Contudo, nunca desistiram de trazer o menino para o seio do seu lar, não podiam ter filhos e queriam crianças a quem amar.
Queriam que ele fosse também o seu filho amado que por eles seria criado.
Beatriz, lá do alto da sua pequena grandeza, iria ficar feliz.
E o petiz também iria ser feliz.
Todos iriam mergulhar na profunda felicidade do amor, da alegria, do coração e não da malfadada solidão - a solidão que comprime e fere a alma, a solidão que fere de morte o coração.
Finalmente, um belo dia, finalmente conseguiram encontrar o menino perdido e a felicidade da menina foi imensa e dele também por ver que não foi esquecido.
Barnabé encontrou um lar, um verdadeiro lar, uma família a quem amar. E lá ficou também para trás o seu passado, agora amava e era amado.
Também ele esqueceu o caos, a solidão e morava a felicidade no seu coração.
Barnabé conheceu Germano e a amizade entre os dois também começou a crescer. Ele, Beatriz e Germano, gerações de diferente idade, mas que sabiam o real valor da amizade.
Agora, eram três criaturas a conhecer os seres do mundo de luz eterna – aquele seres da luz fraterna.
Na luz, não há solidão, não há caos, não há repressão, só há a luz divina que aquece o coração.
Mesmo numa sociedade tão voltada para si e de um egoísmo sem medida, é imperioso procurar a luz numa chama bem definida: uma luz de paz, amizade e de concórdia, pondo no lixo a discórdia.
A solidão fere o coração, é um vil sofrimento: os amigos também são necessários para colmatar o sofrimento.
Os indivíduos, também deveriam ajudar mais o seu semelhante, evitando que caia em solidão, numa solidão constante.

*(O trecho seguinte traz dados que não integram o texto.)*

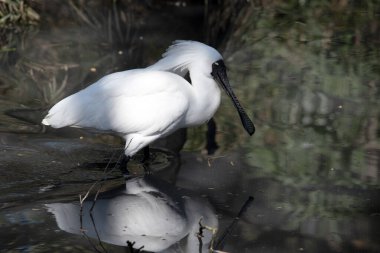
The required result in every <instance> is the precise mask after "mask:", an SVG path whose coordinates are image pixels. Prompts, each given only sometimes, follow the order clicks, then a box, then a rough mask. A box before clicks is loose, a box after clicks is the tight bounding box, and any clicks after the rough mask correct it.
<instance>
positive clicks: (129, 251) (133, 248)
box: [127, 241, 144, 253]
mask: <svg viewBox="0 0 380 253" xmlns="http://www.w3.org/2000/svg"><path fill="white" fill-rule="evenodd" d="M135 243H136V242H130V241H127V245H128V249H129V253H139V252H141V250H142V249H143V248H144V246H141V247H140V248H138V249H134V248H133V246H134V245H135Z"/></svg>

Agora que estamos quase a terminar não falemos de infelicidade e de solidão, falemos dos bons sentimentos e das pessoas de luz, que são o remédio do coração.
Mas quem seriam estas duas crianças que falavam com o mundo dos seres alados, dos seres angelicais? Seriam também anjos? Talvez, não saibamos jamais!
O que sabemos então? O que nos diz o Coração?
Talvez sejam anjos sim, que vieram dar a luz à Terra e a perfumar com o doce aroma do jasmim.
Certamente devem estar a pensar, mas afinal já sabemos quem é a Beatriz e o Barnabé!
Sim, o menino da história, a Germano contada naquela bela madrugada- era o Barnabé e a menina que na história não tinha nome era Beatriz. 
E assim, sem solidão, mas com amizade e amor termina esta história feliz!


Escrito segundo a antiga ortografia (Ana Roxo).